A recent study suggests that male ghost sharks, also known as chimaeras, use an unusual organ for mating – sharp teeth that grow out on their foreheads.

Unlike other sharks and rays, ghost sharks do not have distinct oral teeth. These ‘forehead rods’, known as tenacula, have retractable teeth studded on them that play a crucial role in mating.

The research was based on a 315-million-year-old fossil with a tenaculum attached to the upper jaw, lined with teeth nearly identical to those found inside a mouth.

About the tenaculum

Researchers say the tenaculum helps males grasp females during reproduction, acting like the mouth full of teeth that other sharks rely on. Found only in males, the forehead appendage is the only source of true teeth in ghost sharks.

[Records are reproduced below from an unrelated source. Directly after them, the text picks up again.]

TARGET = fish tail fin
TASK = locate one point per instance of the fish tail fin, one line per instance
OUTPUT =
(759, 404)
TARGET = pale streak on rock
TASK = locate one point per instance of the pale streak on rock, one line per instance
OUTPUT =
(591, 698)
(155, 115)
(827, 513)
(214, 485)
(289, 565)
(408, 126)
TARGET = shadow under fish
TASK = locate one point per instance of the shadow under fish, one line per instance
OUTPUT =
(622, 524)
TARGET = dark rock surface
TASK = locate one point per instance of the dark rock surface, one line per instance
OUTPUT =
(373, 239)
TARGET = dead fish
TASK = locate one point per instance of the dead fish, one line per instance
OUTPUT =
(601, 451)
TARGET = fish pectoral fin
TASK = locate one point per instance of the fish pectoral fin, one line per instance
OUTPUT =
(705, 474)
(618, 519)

“If these strange chimaeras are sticking teeth on the front of their head, it makes you think about the dynamism of tooth development more generally,” said Gareth Fraser, a senior author of the study.

“If chimaeras can make a set of teeth outside the mouth, where else might we find teeth?” he stated.

Juvenile Spotted Ratfish (Hydrolagus colliei) sits in the palm of the hand. Image credit: Gareth J. Fraser, University of Florida

Genes confirm the mystery.

The researchers collected modern ghost sharks from Puget Sound with the same signs: teeth forming on the forehead appendage, much like those inside shark jaws. Genetic tests of the sharks revealed that the tenaculum teeth switch on the same tooth-specific genes used in oral teeth.

Skin denticles are tiny tooth-like scales that cover the shark’s skin. However, CT scans of the sharks gave scientists a detailed view and insight into the structures, confirming they were not just skin denticles, but actual teeth.

“What I think is very neat about this project is that it provides a beautiful example of evolutionary tinkering or ‘bricolage,’” said Michael Coates, a professor of biology at the University of Chicago.

“We have a combination of experimental data with paleontological evidence to show how these fishes co-opted a preexisting program for manufacturing teeth to make a new device essential for reproduction,” he continued.

Evolution’s strange solution

“This insane, spectacular feature flips the long-standing assumption in evolutionary biology that teeth are strictly oral structures,” said Karly Cohen, a UW postdoctoral researcher at the University of Washington’s Friday Harbor Labs.

“The tenaculum is a developmental relic, not a bizarre one-off, and the first clear example of a toothed structure outside the jaw,” she stated.

Ghost sharks, which live in deep waters and are rarely seen, have long been a fascinating subject for biologists, thanks to their strange features. This discovery of forehead teeth highlights how little we know about life in the deep sea — and how evolution continues to surprise.

“There are still plenty of surprises down in the ocean depths that we have yet to uncover,” Fraser said.

The findings were published in Proceedings of the National Academy of Sciences.